パピチャ 未来へのランウェイのゆめちんのレビュー・感想・評価

4.5
パピチャ 未来へのランウェイ
 
タイトルの "パピチャ" とは、アルジェリアで若い娘に使うスラングで、"常識にとらわれない自由な女性" という意味だそう。まさしく主人公のネジュマは、パピチャのイメージそのままの女性だった。
 
1990年代のアルジェリア。大学生のネジュマは、ナイトクラブで自作のドレスを販売し、いつしかデザイナーになることを夢見ていた。しかしイスラム原理主義勢力の台頭で街ではテロが頻発し、女性はヒジャブの着用を強制されるようになっていく。
 
冒頭に "実話に基づく" というテロップが流れるが、ポスターから想像するよりはるかに過酷な作品だった。
女性というだけで服装や行動を制限され、青春を謳歌することもままならず、夢を追うのも命懸けという異常な世界。街は日に日に狂気が支配を強め、常に悲劇と隣り合わせる過酷な現実が観ていて息苦しかった。
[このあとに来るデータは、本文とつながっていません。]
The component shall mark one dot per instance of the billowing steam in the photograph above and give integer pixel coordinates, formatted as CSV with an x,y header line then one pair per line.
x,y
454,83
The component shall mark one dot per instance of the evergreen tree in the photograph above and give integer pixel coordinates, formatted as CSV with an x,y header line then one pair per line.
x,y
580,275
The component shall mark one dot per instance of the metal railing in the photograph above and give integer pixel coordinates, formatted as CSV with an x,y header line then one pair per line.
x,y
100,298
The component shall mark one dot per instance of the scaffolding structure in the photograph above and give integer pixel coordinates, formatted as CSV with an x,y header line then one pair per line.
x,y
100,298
ネジュマの "国を出る必要はない、闘う必要があるだけ" という言葉が深く印象に残る。度重なる弾圧と挫折を乗り越え、信念を貫こうとするネジュマの姿は凛々しく映り、その力強い眼差しに勇気を貰えた。

"スペシャルズ!" で言語聴覚士役としてインパクトを残したリナ・クードリ。今作では強い意志を持ち続けるネジュマを魅力いっぱいに演じ、今後も注目したい女優さんのひとり。
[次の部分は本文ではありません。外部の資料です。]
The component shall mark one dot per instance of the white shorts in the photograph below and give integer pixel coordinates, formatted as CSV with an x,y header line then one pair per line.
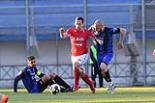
x,y
82,59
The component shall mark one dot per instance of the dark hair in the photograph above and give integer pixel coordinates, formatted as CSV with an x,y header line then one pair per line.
x,y
31,58
80,18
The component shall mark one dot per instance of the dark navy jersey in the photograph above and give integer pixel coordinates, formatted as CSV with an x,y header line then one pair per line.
x,y
28,76
105,40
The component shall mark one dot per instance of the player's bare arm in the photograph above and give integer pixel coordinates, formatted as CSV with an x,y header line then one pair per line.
x,y
120,44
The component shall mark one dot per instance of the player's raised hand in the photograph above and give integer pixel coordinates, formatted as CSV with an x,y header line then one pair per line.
x,y
120,45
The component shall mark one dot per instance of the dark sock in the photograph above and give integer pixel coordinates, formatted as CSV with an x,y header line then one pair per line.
x,y
107,76
61,82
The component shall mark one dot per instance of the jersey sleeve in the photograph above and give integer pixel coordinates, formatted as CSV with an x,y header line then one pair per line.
x,y
115,30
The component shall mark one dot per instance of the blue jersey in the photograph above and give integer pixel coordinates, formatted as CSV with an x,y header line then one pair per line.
x,y
105,44
105,40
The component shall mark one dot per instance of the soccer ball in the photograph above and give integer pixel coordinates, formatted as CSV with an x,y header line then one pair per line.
x,y
54,88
ムニア・メドゥール監督自身の経験から生まれた本作。"アルジェリア暗礁の10年" を、映像を通して内側から伝えてくれる作品はとても貴重。ただアルジェリアでは未だに上映禁止だそうで、30年あまりが経過した今も、真の自由を求めパピチャたちの闘いが続いているかと思うと心が痛む。

それにしても、力強く生きるパピチャたちの一方で、出てくる男たちが揃いも揃って "ろくでなし" で何とも情けなかった。